Representations of Invariant Manifolds for Applications in Three-Body Systems

The lunar L1 and L2 libration points have been proposed as gateways granting inexpensive access to interplanetary space. To date, individual transfers between three-body systems have been determined. The methodology to solve the problem for arbitrary three-body systems and entire families of orbits is currently being studied. This paper presents an initial approach to solve the general problem for single and multiple impulse transfers. Two different methods of representing and storing the invariant manifold data are developed. Some particular solutions are presented for two types of transfer problems, though the emphasis is on developing the methodology for solving the general problem.

Libration Orbit Mission Design: Applications of Numerical & Dynamical Methods

Sun-Earth libration point orbits serve as excellent locations for scientific investigations. These orbits are often selected to minimize environmental disturbances and maximize observing efficiency. Trajectory design in support of libration orbits is ever more challenging as more complex missions are envisioned in the next decade. Trajectory design software must be further enabled to incorporate better understanding of the libration orbit solution space and thus improve the efficiency and expand the capabilities of current approaches. The Goddard Space Flight Center (GSFC) is currently supporting multiple libration missions. This end-to-end support consists of mission operations, trajectory design, and control. It also includes algorithm and software development. The recently launched Microwave Anisotropy Probe (MAP) and upcoming James Webb Space Telescope (JWST) and Constellation-X missions are examples of the use of improved numerical methods for attaining constrained orbital parameters and controlling their dynamical evolution at the collinear libration points. This paper presents a history of libration point missions, a brief description of the numerical and dynamical design techniques including software used, and a sample of future GSFC mission designs.

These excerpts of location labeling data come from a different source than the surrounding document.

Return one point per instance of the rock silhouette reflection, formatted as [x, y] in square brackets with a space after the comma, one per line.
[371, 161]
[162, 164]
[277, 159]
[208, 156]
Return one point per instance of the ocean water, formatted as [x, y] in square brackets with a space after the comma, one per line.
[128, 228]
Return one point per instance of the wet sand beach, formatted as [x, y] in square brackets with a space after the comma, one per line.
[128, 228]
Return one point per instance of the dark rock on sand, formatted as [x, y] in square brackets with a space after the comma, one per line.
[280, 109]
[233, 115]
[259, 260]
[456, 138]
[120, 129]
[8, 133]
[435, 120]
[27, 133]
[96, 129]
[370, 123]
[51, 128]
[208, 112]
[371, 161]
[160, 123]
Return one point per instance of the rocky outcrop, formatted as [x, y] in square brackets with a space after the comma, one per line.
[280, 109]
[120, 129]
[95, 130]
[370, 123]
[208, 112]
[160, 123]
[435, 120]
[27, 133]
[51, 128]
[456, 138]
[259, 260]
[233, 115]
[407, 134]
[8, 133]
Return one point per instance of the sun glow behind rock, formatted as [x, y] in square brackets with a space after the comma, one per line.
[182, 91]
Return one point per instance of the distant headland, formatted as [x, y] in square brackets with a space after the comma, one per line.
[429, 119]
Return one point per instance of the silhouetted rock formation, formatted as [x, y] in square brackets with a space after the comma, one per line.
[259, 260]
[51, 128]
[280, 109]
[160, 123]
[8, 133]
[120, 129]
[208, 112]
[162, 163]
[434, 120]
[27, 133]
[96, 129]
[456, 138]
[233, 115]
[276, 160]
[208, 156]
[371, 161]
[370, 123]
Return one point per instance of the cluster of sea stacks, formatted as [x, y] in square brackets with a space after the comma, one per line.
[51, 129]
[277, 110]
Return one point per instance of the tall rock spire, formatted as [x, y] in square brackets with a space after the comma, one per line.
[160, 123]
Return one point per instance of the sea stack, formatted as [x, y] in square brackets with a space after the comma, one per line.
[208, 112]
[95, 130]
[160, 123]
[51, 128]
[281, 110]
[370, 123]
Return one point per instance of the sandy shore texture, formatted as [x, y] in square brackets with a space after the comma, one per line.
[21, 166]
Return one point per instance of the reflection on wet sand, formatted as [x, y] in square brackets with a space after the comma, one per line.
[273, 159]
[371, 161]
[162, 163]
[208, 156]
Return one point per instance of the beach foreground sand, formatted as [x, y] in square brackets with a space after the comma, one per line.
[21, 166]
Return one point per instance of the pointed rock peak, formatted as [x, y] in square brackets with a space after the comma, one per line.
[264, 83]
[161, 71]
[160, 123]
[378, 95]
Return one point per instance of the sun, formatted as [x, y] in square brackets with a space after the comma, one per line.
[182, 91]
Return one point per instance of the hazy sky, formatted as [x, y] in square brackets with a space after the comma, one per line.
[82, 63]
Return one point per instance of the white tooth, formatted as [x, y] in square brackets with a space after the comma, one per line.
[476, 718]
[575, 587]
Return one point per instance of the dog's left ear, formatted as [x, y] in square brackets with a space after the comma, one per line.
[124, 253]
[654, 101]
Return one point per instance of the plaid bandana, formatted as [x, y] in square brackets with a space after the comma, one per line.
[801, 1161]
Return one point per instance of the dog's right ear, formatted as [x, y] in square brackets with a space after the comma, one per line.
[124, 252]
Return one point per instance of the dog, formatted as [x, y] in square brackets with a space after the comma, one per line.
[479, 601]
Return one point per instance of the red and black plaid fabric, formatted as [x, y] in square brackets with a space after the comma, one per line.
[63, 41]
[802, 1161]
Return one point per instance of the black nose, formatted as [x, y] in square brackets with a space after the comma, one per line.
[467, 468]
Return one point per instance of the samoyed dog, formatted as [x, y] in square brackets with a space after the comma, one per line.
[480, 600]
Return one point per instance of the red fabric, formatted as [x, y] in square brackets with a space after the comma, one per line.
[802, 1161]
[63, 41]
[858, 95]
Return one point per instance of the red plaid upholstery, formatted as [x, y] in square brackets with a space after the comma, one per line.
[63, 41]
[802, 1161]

Navigating THEMIS to the ARTEMIS Low-Energy Lunar Transfer Trajectory

THEMIS – a NASA Medium Explorer (MIDEX) mission – is a five-spacecraft constellation launched in February 2007 to study magnetospheric phenomena leading to the aurora borealis. During the primary mission phase, completed in the summer of 2009, all five spacecraft collected science data in synchronized, highly elliptical Earth orbits. Both mission design and efficient navigation and flight operations during the primary mission resulted in appreciable fuel reserves. Therefore, an ambitious mission extension, ARTEMIS, became feasible. ARTEMIS involves transferring the outer two spacecraft from Earth to lunar orbits where they will conduct measurements of the Moon’s interaction with the solar wind and its crustal magnetic fields. Earth departure of these two spacecraft is accomplished by successively raising the apogees of their orbits until lunar perturbations become the dominant forces significantly altering their trajectories. This orbit raise sequence requires over forty maneuvering events, with multiple lunar approaches and fly-bys, before setting the two spacecraft on low-energy transfer trajectories to lunar orbit in February and March 2010. This paper addresses overcoming the navigation and operational challenges presented by the ARTEMIS mission, consisting of two spacecraft that were not designed to leave Earth orbits.